Today in his personal blog, Miguel de Icaza, founder of Gnome, and one of the most polarizing personalities in the free software world, announced that he is finished with the Linux platform –at least for personal use. Icaza has made a number of unpopular decisions over the years that have been rejected for the free software community at large, and has even been the target of serious criticism from the FSF and Richard Stallman, among others.
This revalation in chronicled in his latest blog post How I ended up with Mac.

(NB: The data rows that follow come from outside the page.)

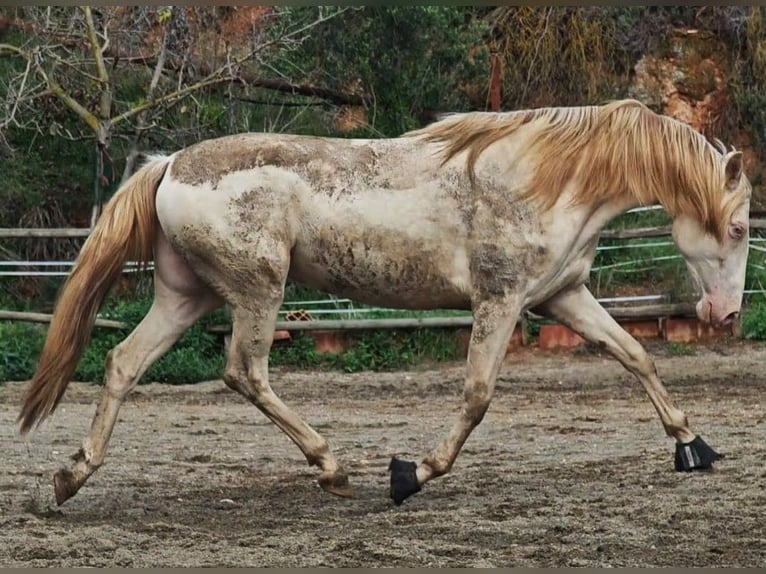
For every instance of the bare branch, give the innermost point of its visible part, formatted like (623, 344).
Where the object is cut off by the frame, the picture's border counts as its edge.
(105, 101)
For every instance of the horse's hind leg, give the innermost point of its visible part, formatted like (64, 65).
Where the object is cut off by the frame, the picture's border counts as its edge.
(247, 373)
(172, 312)
(493, 324)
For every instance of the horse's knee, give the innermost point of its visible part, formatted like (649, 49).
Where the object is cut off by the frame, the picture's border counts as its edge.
(120, 375)
(250, 385)
(638, 361)
(476, 402)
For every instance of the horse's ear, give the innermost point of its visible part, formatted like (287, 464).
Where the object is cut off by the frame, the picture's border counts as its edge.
(733, 161)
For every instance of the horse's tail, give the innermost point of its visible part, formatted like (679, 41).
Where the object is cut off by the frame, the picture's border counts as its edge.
(126, 228)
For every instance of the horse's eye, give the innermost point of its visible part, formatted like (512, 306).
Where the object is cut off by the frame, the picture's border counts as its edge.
(737, 231)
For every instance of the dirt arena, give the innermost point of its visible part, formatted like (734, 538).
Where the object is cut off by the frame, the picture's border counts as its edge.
(570, 467)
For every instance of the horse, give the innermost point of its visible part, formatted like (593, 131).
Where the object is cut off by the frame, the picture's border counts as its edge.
(495, 213)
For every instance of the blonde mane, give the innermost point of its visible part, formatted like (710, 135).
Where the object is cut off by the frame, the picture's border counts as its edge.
(621, 147)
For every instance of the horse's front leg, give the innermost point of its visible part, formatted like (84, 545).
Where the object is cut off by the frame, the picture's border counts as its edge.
(580, 311)
(493, 324)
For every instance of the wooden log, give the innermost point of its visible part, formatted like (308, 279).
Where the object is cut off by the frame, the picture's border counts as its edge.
(24, 232)
(46, 318)
(632, 312)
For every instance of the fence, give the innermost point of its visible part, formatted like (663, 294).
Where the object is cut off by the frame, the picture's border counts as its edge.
(622, 308)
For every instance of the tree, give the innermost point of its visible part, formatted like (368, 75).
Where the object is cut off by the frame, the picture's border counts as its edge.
(404, 64)
(119, 70)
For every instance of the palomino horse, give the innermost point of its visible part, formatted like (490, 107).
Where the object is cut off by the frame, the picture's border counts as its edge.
(496, 213)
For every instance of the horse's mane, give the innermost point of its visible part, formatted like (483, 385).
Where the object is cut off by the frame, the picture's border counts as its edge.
(622, 146)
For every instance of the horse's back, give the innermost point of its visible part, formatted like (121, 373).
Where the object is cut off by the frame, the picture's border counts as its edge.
(366, 218)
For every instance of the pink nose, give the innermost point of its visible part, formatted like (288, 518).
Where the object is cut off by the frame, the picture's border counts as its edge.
(707, 312)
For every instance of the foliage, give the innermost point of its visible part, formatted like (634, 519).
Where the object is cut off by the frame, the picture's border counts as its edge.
(382, 350)
(199, 356)
(677, 349)
(20, 343)
(754, 321)
(406, 61)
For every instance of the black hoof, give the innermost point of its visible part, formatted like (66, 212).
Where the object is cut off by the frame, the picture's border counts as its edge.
(695, 455)
(404, 481)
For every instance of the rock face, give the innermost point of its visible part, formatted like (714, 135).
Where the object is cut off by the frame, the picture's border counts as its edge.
(688, 80)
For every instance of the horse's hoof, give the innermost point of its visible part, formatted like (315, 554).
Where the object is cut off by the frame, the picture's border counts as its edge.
(336, 483)
(404, 481)
(695, 455)
(65, 485)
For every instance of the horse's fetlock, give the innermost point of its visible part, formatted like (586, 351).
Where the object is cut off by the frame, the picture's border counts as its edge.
(438, 466)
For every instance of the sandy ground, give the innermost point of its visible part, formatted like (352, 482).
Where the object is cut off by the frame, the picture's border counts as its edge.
(569, 468)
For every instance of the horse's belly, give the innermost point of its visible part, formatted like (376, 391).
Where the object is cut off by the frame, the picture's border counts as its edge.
(400, 274)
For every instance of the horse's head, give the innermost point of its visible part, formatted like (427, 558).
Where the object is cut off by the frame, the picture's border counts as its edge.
(718, 264)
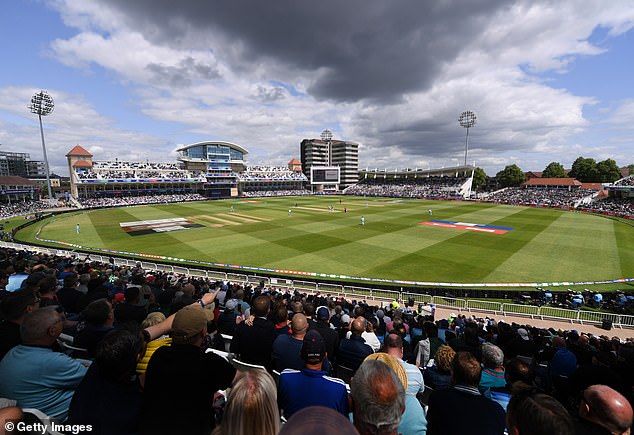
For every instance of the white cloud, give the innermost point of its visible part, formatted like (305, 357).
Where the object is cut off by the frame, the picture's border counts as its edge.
(199, 77)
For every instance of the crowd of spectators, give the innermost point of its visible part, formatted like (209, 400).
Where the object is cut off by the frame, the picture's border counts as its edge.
(621, 206)
(26, 208)
(127, 350)
(140, 200)
(428, 187)
(133, 170)
(562, 197)
(627, 181)
(262, 173)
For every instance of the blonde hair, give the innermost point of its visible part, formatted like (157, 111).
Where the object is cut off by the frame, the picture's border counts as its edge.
(153, 319)
(252, 406)
(444, 357)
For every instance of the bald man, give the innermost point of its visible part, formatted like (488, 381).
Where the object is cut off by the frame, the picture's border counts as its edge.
(368, 333)
(353, 350)
(287, 348)
(604, 410)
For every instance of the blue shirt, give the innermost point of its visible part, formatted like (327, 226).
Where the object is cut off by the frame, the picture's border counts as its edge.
(299, 389)
(36, 377)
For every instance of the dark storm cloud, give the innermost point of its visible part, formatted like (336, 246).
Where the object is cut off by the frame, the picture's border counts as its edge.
(360, 49)
(181, 76)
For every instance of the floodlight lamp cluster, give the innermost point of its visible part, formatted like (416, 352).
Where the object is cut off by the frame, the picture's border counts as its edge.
(467, 119)
(41, 103)
(326, 135)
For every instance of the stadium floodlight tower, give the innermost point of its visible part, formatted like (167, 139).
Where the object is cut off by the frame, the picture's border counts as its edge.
(467, 119)
(326, 136)
(42, 105)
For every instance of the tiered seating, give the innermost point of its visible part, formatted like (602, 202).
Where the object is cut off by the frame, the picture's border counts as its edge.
(133, 171)
(431, 187)
(542, 197)
(263, 173)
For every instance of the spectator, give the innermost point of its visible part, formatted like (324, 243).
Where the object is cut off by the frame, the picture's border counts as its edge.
(311, 385)
(353, 350)
(98, 320)
(36, 376)
(438, 376)
(478, 414)
(318, 420)
(368, 334)
(110, 380)
(287, 349)
(377, 399)
(280, 318)
(131, 310)
(227, 319)
(603, 410)
(330, 336)
(522, 344)
(151, 320)
(69, 296)
(181, 379)
(427, 347)
(253, 344)
(492, 369)
(48, 291)
(21, 272)
(14, 307)
(534, 413)
(251, 407)
(413, 420)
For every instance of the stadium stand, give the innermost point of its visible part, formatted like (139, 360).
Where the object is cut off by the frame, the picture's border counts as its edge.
(428, 187)
(140, 200)
(567, 366)
(554, 197)
(25, 208)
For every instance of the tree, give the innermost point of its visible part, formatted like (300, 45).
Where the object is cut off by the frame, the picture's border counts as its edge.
(510, 176)
(608, 171)
(479, 179)
(585, 170)
(554, 170)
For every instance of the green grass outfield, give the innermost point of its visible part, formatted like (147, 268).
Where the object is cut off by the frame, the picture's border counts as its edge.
(544, 245)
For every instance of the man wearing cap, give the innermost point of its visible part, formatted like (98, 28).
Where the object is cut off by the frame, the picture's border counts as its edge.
(181, 379)
(330, 336)
(13, 308)
(521, 344)
(227, 319)
(311, 386)
(287, 348)
(353, 350)
(254, 343)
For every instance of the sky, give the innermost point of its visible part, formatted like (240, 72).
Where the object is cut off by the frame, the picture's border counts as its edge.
(549, 81)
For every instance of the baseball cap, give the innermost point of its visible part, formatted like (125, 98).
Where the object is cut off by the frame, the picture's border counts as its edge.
(188, 323)
(323, 313)
(119, 297)
(314, 347)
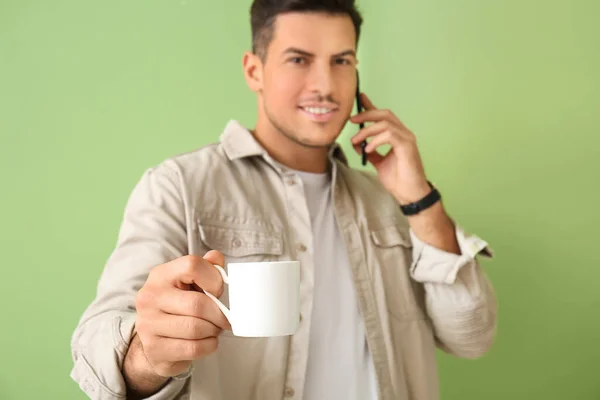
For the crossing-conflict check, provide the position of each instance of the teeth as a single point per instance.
(317, 110)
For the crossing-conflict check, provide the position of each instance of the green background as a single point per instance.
(503, 96)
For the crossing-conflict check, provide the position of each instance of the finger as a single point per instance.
(180, 327)
(215, 257)
(387, 137)
(375, 116)
(369, 131)
(195, 270)
(367, 103)
(190, 303)
(174, 350)
(373, 157)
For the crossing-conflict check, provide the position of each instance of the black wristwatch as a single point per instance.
(414, 208)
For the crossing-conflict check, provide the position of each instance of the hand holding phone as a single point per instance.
(359, 109)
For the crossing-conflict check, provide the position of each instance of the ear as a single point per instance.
(252, 71)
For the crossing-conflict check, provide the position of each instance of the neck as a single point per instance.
(291, 153)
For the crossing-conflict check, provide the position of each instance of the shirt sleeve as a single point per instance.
(459, 298)
(153, 232)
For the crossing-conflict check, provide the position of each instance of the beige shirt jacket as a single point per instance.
(232, 197)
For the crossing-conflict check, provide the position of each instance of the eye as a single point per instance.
(297, 60)
(342, 61)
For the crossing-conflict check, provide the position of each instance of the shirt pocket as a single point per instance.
(392, 249)
(240, 243)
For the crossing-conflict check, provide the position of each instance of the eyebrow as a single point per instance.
(294, 50)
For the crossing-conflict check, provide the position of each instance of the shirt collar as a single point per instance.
(238, 142)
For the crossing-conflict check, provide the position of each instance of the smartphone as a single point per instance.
(359, 109)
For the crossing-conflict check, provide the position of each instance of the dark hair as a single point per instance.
(264, 12)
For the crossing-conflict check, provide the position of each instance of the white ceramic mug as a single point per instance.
(264, 298)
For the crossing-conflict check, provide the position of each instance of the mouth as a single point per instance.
(319, 114)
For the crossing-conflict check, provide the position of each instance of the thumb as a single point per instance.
(215, 257)
(367, 103)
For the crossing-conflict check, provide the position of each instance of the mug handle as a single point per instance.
(221, 306)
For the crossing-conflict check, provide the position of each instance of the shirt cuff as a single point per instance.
(431, 264)
(98, 366)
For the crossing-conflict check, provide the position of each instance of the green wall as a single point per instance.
(502, 95)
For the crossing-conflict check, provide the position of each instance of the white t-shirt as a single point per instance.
(339, 362)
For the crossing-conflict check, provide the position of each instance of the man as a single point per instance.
(380, 289)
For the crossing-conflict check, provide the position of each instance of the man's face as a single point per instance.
(309, 77)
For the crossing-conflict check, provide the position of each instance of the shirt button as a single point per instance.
(301, 247)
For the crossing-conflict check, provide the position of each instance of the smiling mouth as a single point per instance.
(319, 114)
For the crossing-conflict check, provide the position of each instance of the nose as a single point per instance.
(321, 79)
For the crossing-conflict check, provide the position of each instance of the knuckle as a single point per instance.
(193, 328)
(189, 263)
(144, 299)
(198, 304)
(211, 345)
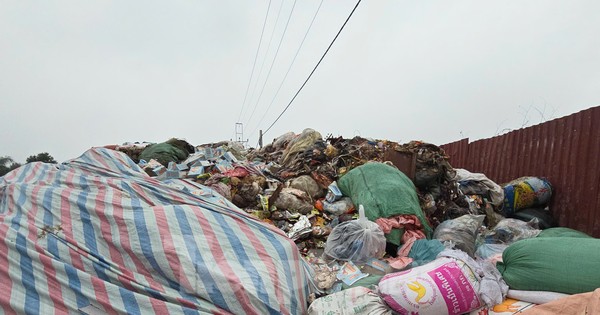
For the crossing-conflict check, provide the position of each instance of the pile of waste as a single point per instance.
(417, 213)
(380, 227)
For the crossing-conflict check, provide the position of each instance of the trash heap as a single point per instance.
(388, 226)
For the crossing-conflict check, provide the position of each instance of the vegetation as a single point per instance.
(7, 164)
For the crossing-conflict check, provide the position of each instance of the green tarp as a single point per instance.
(558, 264)
(562, 232)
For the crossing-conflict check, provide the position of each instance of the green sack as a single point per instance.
(558, 264)
(562, 232)
(164, 153)
(384, 192)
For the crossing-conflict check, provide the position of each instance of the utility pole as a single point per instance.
(239, 134)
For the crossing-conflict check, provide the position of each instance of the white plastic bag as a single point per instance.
(356, 240)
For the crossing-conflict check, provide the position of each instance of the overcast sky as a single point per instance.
(77, 74)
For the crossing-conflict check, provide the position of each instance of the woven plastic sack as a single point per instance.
(356, 240)
(443, 286)
(385, 192)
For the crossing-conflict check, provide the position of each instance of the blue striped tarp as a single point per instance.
(97, 234)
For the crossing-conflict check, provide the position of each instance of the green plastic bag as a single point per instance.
(384, 192)
(562, 232)
(164, 153)
(558, 264)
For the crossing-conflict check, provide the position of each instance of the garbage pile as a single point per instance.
(390, 227)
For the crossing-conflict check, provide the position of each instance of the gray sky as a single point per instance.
(77, 74)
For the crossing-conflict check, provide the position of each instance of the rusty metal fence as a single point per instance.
(566, 151)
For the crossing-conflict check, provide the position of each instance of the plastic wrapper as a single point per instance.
(300, 228)
(356, 240)
(486, 251)
(461, 232)
(358, 300)
(509, 231)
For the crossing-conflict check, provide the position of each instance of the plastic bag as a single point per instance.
(509, 231)
(461, 231)
(339, 207)
(356, 240)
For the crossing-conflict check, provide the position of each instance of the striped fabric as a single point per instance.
(97, 235)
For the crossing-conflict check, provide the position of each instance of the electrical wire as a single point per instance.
(255, 58)
(273, 62)
(262, 66)
(289, 68)
(313, 71)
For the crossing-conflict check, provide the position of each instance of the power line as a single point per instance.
(273, 62)
(313, 71)
(255, 58)
(262, 66)
(289, 68)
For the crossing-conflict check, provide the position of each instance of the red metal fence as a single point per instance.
(566, 151)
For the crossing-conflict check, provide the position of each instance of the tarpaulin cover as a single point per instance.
(558, 264)
(97, 234)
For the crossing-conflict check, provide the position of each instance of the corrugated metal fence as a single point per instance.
(566, 151)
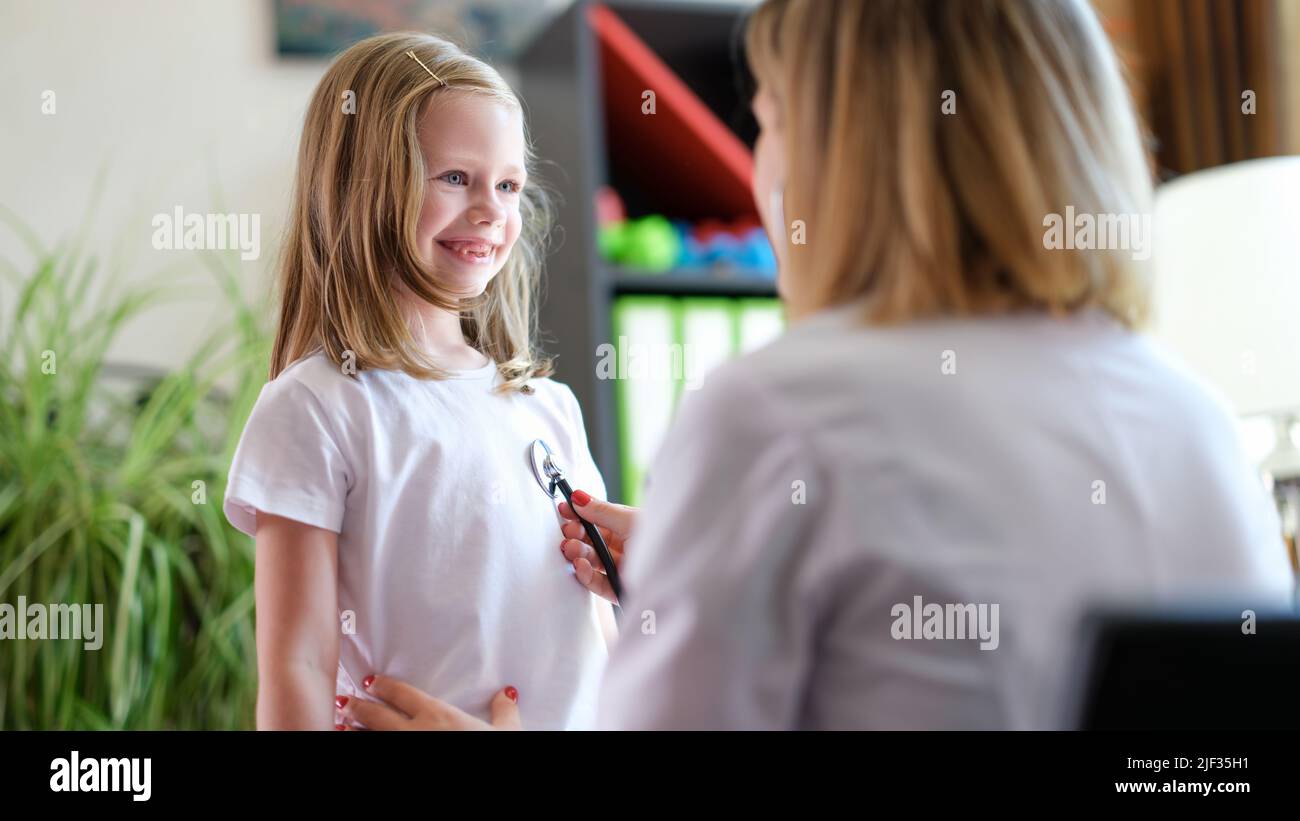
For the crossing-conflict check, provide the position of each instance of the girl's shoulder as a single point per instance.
(313, 378)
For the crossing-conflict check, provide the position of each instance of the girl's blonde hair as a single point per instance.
(352, 224)
(922, 212)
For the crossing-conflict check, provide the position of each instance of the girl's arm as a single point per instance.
(297, 598)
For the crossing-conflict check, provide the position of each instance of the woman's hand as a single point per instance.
(614, 521)
(411, 708)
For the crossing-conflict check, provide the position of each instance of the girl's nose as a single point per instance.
(486, 211)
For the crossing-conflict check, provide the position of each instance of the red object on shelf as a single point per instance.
(687, 160)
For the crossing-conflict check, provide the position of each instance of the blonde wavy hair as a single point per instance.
(352, 222)
(922, 213)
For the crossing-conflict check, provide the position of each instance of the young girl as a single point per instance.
(385, 468)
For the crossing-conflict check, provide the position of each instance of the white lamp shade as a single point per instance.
(1227, 279)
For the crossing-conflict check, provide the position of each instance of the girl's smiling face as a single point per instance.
(475, 156)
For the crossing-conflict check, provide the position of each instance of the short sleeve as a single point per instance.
(287, 463)
(719, 607)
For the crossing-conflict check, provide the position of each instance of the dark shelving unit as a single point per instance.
(563, 91)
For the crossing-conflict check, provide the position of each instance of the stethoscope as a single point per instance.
(550, 477)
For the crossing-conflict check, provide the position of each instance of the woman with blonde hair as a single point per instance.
(892, 516)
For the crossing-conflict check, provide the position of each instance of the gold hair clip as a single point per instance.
(442, 82)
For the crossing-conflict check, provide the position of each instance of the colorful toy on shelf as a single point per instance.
(655, 244)
(649, 243)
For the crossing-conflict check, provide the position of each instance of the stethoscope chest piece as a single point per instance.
(545, 470)
(550, 478)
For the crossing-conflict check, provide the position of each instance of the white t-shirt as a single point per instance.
(449, 560)
(810, 489)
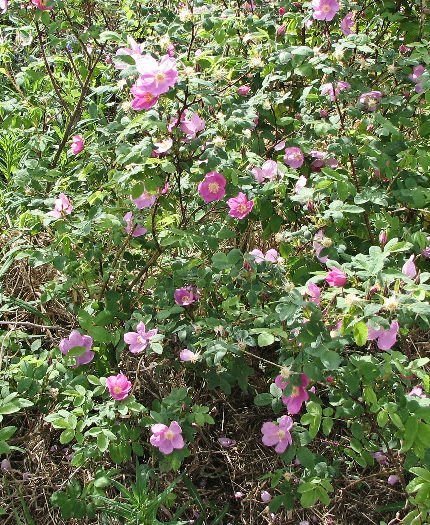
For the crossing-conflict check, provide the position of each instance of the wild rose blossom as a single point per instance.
(332, 89)
(146, 200)
(417, 391)
(259, 257)
(298, 396)
(278, 435)
(243, 90)
(426, 251)
(314, 293)
(74, 340)
(370, 99)
(143, 99)
(325, 9)
(409, 269)
(226, 442)
(336, 277)
(41, 4)
(135, 50)
(385, 339)
(212, 187)
(240, 206)
(138, 341)
(268, 170)
(156, 77)
(137, 230)
(77, 145)
(192, 125)
(187, 356)
(167, 438)
(119, 386)
(62, 207)
(265, 496)
(186, 296)
(294, 157)
(347, 23)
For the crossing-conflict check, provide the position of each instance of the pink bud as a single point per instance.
(243, 90)
(383, 237)
(265, 496)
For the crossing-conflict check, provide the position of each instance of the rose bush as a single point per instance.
(235, 207)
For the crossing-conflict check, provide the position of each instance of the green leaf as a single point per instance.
(265, 339)
(360, 332)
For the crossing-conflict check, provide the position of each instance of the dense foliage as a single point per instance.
(209, 205)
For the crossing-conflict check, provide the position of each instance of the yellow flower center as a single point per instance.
(169, 434)
(295, 392)
(213, 187)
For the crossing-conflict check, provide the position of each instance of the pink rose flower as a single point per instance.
(137, 230)
(167, 438)
(324, 9)
(294, 157)
(336, 277)
(143, 99)
(409, 269)
(192, 125)
(164, 146)
(77, 145)
(243, 90)
(266, 496)
(393, 479)
(268, 170)
(347, 24)
(278, 435)
(146, 200)
(212, 187)
(298, 396)
(426, 251)
(119, 386)
(74, 340)
(156, 77)
(139, 340)
(187, 356)
(417, 391)
(240, 206)
(185, 296)
(62, 207)
(135, 50)
(41, 4)
(332, 89)
(314, 293)
(370, 99)
(259, 256)
(385, 338)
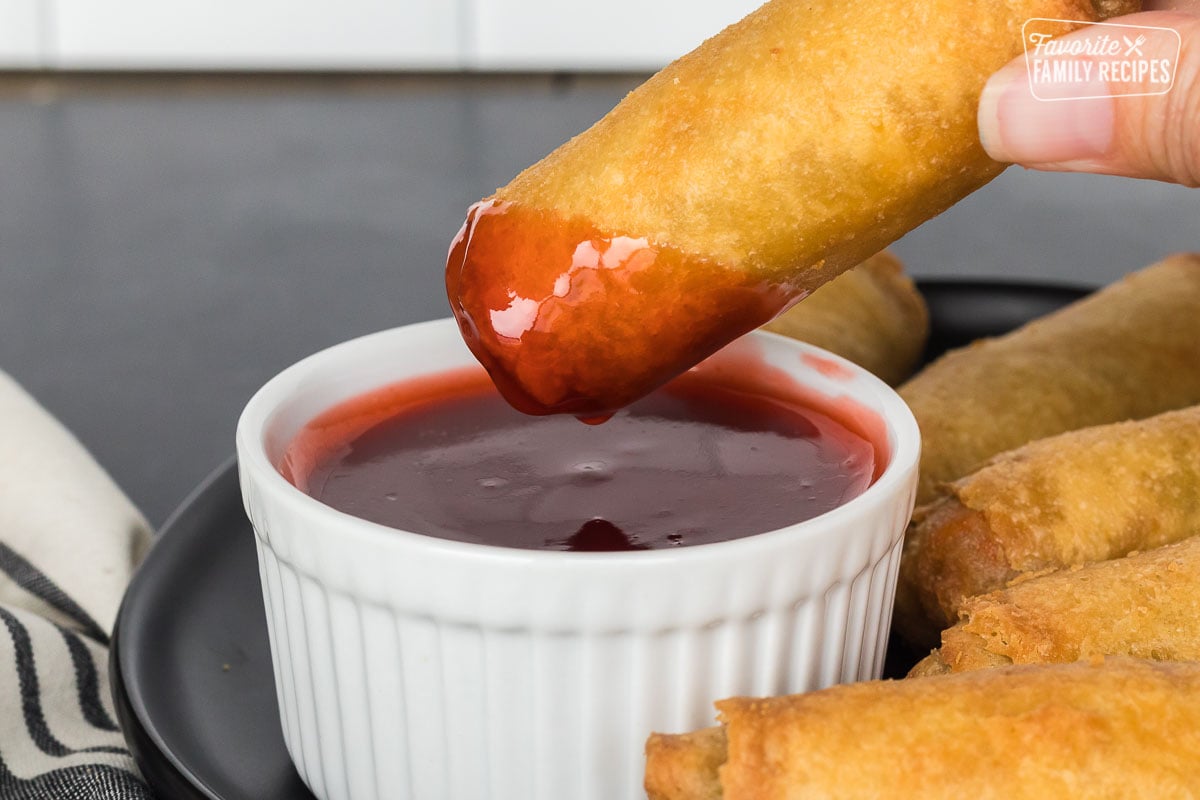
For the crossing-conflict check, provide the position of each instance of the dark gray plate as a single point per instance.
(190, 660)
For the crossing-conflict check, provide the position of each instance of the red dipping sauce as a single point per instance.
(697, 461)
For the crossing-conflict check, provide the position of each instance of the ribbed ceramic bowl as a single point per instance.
(417, 668)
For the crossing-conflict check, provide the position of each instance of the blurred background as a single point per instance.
(196, 194)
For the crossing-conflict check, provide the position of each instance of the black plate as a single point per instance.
(190, 661)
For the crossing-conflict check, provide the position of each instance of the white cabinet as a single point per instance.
(21, 30)
(556, 35)
(593, 34)
(253, 34)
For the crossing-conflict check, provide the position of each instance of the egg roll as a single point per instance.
(1146, 605)
(1127, 352)
(871, 314)
(1085, 495)
(779, 154)
(1113, 728)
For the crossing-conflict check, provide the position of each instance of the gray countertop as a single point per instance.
(167, 245)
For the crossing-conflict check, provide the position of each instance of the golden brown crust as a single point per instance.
(799, 140)
(1080, 497)
(1119, 728)
(949, 554)
(1146, 605)
(1128, 352)
(871, 314)
(684, 767)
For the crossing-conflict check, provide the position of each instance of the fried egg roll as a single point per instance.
(871, 314)
(1128, 352)
(1084, 495)
(1146, 605)
(779, 154)
(1115, 728)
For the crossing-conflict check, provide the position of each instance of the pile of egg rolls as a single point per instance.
(1056, 554)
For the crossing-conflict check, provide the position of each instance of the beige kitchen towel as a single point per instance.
(69, 543)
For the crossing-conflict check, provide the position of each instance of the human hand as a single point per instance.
(1155, 137)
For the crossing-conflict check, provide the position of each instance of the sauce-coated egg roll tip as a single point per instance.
(779, 154)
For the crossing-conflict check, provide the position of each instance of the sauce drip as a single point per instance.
(697, 461)
(570, 319)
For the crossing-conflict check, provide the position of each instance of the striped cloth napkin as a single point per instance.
(69, 543)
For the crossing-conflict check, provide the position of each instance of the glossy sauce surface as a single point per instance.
(570, 319)
(699, 461)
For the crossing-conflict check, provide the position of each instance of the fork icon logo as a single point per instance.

On his strict practice of “dogfooding”:
I invested years of my life on the Linux desktop first as a personal passion (Gnome) and when while awoken for two Linux companies (my own, Ximian and then Novell). During this period, I believed strongly in dogfooding our own products. I believed that both me and my team had to use the software we wrote and catch bugs and errors before it reached our users. We were pretty strict about it: both from an ideological point of view, back in the days of all-software-will-be-free, and then practically – during my tamer business days. I routinely chastised fellow team members that had opted for the easy path and avoided our Linux products.
On the revalation itself:
To me, the fragmentation of Linux as a platform, the multiple incompatible distros, and the incompatibilities across versions of the same distro were my Three Mile Island/Chernobyl.
Without noticing, I stopped turning on the screen for my Linux machine during 2012. By the time I moved to a new apartment in October of 2012, I did not even bother plugging the machine back and to this date, I have yet to turn it on.Even during all of my dogfooding and Linux advocacy days, whenever I had to recommend recommended a computer to a single new user, I recommended a Mac. And whenever I gave away computer gifts to friends and family, it was always a Mac. Linux just never managed to cross the desktop chasm.
It is what it is. Icaza’s personal politics aside –and any rotten tomatoes you might want to throw at him –he has been at the forefront of open source technology for sometime, and is the catalyst behind one of the most beloved desktop environments of all time, the Gnome 2.x series.